|Rees Family Letters||Letter 11||1932||Ernest Rees, Wales, to Catherine Rees Morgan, Kansas|
|Catherine (age 68) was a great aunt to Ernest, the brother of the preceeding letter's author. Ernest would have been approximately in his late 40's.||
The CottageDear Aunt Catharine,
St Paul's Cray
March 8th 1932
I thank you very much for your letter dated January 21st, containing those very interesting photographs for which I also than you. I apologise for not answering sooner and realize also I ought not to have teased you about your journey to Wales as I did not realize you had then such a terror of a cold. You must have had a touch of flu' & ought to be grateful you didn't get pneumonia or something as serious.
Being a true Rees I insist on calling you aunt & I notice that you keep on calling me cousin so you must be a thorough Rees, also. -- The Reeses never on any account give way on any point whatever!!
Re the photograph containing my uncle Caleb -- the young lady is not his daughter -- she is Gwynneth Rees 2nd daughter of my Uncle Martin. She is a very nice girl -- celebrating her 21st birthday somewhen in April. She has lately completed a course at the Middlesex Hospital & is now a certified masseuse with diplomas for Ray treatment etc etc. I reckon she will get a posh job soon in a new palatial Nursing Home in the West End. My name is ERNEST, so you need not address me as EARNEST c/o Phebe Rees as my sister's name is PhOEBE (named after grandmother -- your aunt -- by marriage.) I reckon you were getting a dig at me on account of my teasing you about your visit to Wales. Well Tit for Tat & honours are even!
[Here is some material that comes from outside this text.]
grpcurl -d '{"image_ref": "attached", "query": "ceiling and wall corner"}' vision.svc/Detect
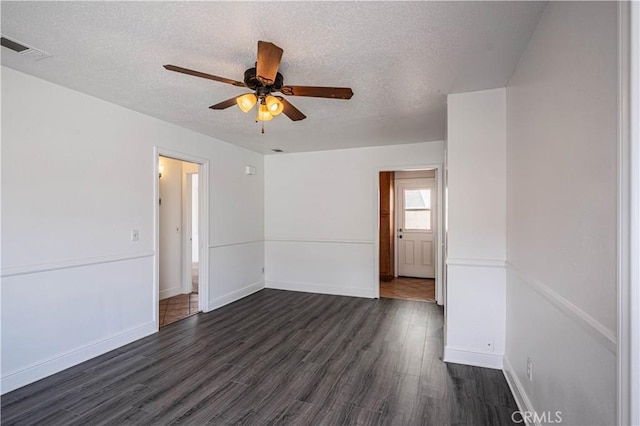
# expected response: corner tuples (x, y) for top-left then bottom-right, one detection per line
(0, 1), (546, 154)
Very sorry I cannot lay my hands on any of the Welsh appreciations of my father -- they have got misplaced somewhere. Will send you some when I come accross them.
We have had a very dry winter -- the driest within living memory & the water is getting scarce even in Wales. We scarcely ever get what you call Zero weather in this part of England. Occasionally the mercury touches Zero at night in the Eastern counties particularly the Fen district but very seldom round London. I thank you & your son & his wife for the united regards & hope you are all well.
Am afraid this letter is not very satisfactory -- I've got a nasty feeling consequent on receiving an income tax demand note which gets my goat as we say over here. So I am going to finish before I let you know what I think about the Commissioners of Inland Revenue, the debt to America, Japan's attack on the Chinks etc etc.
Every best wish dear Aunt to you & salutations to your hosts.